Lincoln Field, na Filadéfila, completamente lotado; estádio chegou a receber jogo do Brasil na fase de grupos (Mauro Pimentel/AFP)
Repórter
Publicado em 10 de julho de 2026 às 16h52.
A Copa do Mundo 2026 vem se confirmando como sucesso absoluto de público. Até o fim das oitavas definal, que acabaram nesta semana, 6.259.584 pessoas estiveram presentes nos 96 jogos disputados, representando uma taxa de ocupação de 99,7% e média de 65.204 torcedores por partida.
O total da edição atual representa quase o dobro dos recordes anteriores, que são EUA 1994, com 3.587.538 de fãs, e o Brasil em 2014, com 3.429.873 milhões.

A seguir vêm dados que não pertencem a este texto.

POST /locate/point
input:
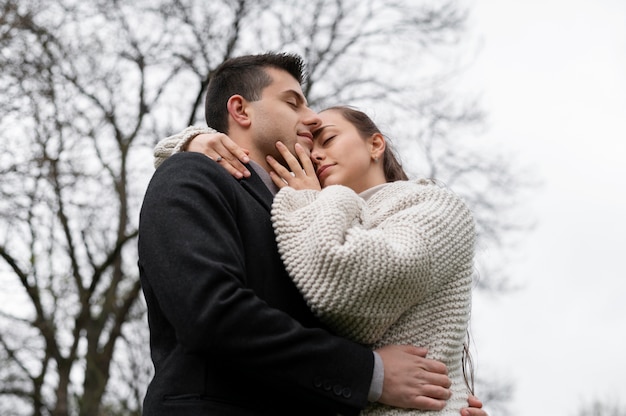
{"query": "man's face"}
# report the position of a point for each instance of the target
(282, 114)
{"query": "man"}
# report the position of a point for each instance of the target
(230, 333)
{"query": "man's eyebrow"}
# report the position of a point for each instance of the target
(297, 95)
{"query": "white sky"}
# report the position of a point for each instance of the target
(553, 73)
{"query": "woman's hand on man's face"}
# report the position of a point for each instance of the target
(300, 175)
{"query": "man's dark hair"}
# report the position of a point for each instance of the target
(246, 76)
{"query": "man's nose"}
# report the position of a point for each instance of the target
(313, 121)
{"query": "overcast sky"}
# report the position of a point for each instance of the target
(553, 73)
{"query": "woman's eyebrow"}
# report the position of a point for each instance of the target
(321, 129)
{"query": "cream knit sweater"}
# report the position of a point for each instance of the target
(395, 269)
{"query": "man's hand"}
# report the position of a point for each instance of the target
(223, 150)
(475, 408)
(413, 381)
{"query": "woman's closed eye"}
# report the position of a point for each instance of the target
(327, 139)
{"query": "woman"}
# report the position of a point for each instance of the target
(380, 259)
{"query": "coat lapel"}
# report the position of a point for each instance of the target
(255, 187)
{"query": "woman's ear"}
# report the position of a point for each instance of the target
(237, 108)
(377, 146)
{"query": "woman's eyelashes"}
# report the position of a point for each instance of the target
(327, 139)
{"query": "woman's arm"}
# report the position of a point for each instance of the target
(208, 141)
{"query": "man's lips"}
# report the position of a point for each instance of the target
(307, 138)
(322, 169)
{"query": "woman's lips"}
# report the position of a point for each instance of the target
(323, 169)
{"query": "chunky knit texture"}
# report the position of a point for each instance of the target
(175, 143)
(395, 269)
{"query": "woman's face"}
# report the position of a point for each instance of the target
(342, 157)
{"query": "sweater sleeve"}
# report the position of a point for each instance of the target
(175, 143)
(361, 267)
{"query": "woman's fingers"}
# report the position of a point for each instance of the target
(297, 176)
(223, 150)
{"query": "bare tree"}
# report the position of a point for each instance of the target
(88, 89)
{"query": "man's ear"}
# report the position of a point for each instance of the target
(377, 146)
(238, 110)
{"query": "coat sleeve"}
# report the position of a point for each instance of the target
(200, 288)
(360, 272)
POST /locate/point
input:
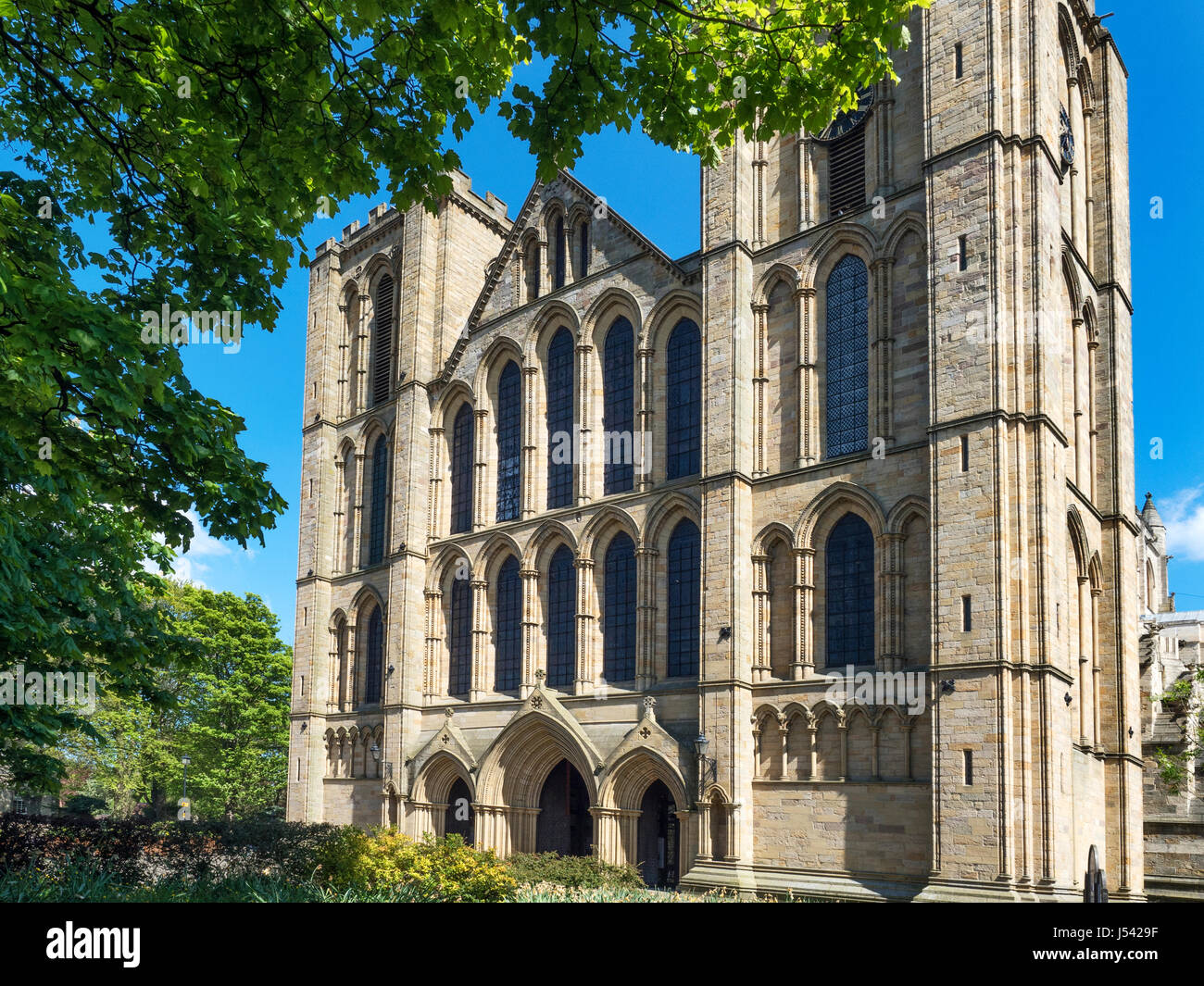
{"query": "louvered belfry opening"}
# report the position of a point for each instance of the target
(847, 173)
(382, 359)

Entre os estádios que receberam os maiores públicos estão justamente aqueles com maior capacidade, caso principal do Azteca, na Cidade do México, que teve 100% dos ingressos vendidos nos cinco jogos disputados no local, totalizando 404.120 espectadores.
Para Robson Carlo, sócio-fundador da FutebolCard, plataformaque faz gestão de ingressos e programas de sócio-torcedor, alguns fatores importantes contribuem para as excelentes médias de públicos em Copas do Mundo, e uma delas vai além das questões financeiras.
"Existe um público internacional com alto poder aquisitivo que enxerga a Copa como uma experiência de vida, e não apenas como um jogo de futebol. São pessoas que já gastam milhares de dólares com viagens, hospedagem e hospitalidade e, nesse contexto, o valor do ingresso acaba representando uma parcela relativamente pequena do investimento total", exemplifica.
Segundo ele, não havia a mínina chance dos estádios não estarem lotados na edição atual do evento, como se chegou a falar antes do início da Copa. "Eu nunca acreditei que haveria estádios vazios. Uma Copa do Mundo é um evento único, que atrai públicos muito diferentes: o torcedor tradicional, o turista, o fã que viaja o mundo atrás de grandes eventos e também o consumidor que decide a viagem de última hora", diz.
Ainda de acordo com Robson Carlo, uma outra mudança significativa foi a forma de comercialização os ingressos. "O preço dinâmico permite que a organização ajuste os valores de acordo com a demanda em tempo real, algo que já acontece há anos em companhias aéreas, hotéis e em ligas como NFL, NBA e MLB. Isso ajuda a maximizar a receita sem necessariamente comprometer a ocupação. Quando existe uma demanda global como a da Copa, o mercado acaba encontrando seu ponto de equilíbrio. Alguns jogos ficam mais caros, outros permanecem acessíveis, e a ocupação tende a se manter alta. Na minha visão, o maior aprendizado é que hoje o ingresso deixou de ser apenas um bilhete de acesso. Ele passou a ser um ativo cuja precificação acompanha o interesse do mercado", aponta.
Para especialistas, o fato dos estádios terem quase 100% de ocupação mesmo com preços caríssimos comprova que existe um público que trata a Copa do Mundo como um grande evento no calendário pessoal.
"Os números mostram que em eventos de grande apelo, a percepção de valor muitas vezes supera a sensibilidade ao preço. Mesmo diante de ingressos mais caros, a demanda permaneceu extremamente elevada, o que demonstra a força do produto Copa do Mundo e a capacidade do mercado de absorver estratégias mais sofisticadas de precificação", diz Moises Assayag, sócio-diretor da Channel Associados e especialista em finanças do futebol.
"Esses dados confirmam uma tendência que acompanhamos há anos: o torcedor busca cada vez mais experiências completas e memoráveis, desenvolvendo pacotes exclusivos que unem hospitalidade, conforto, segurança e suporte especializado em cada etapa da jornada. Esse movimento se refletiu diretamente na alta procura pelos nossos produtos, reforçando a importância de oferecer um serviço de excelência para um público cada vez mais exigente”, comenta Joaquim Lo Prete, General Manager da ABSOLUT Sport no Brasil, agência de experiências esportivas e que comercializa pacotes de viagem para os principais eventos do mundo.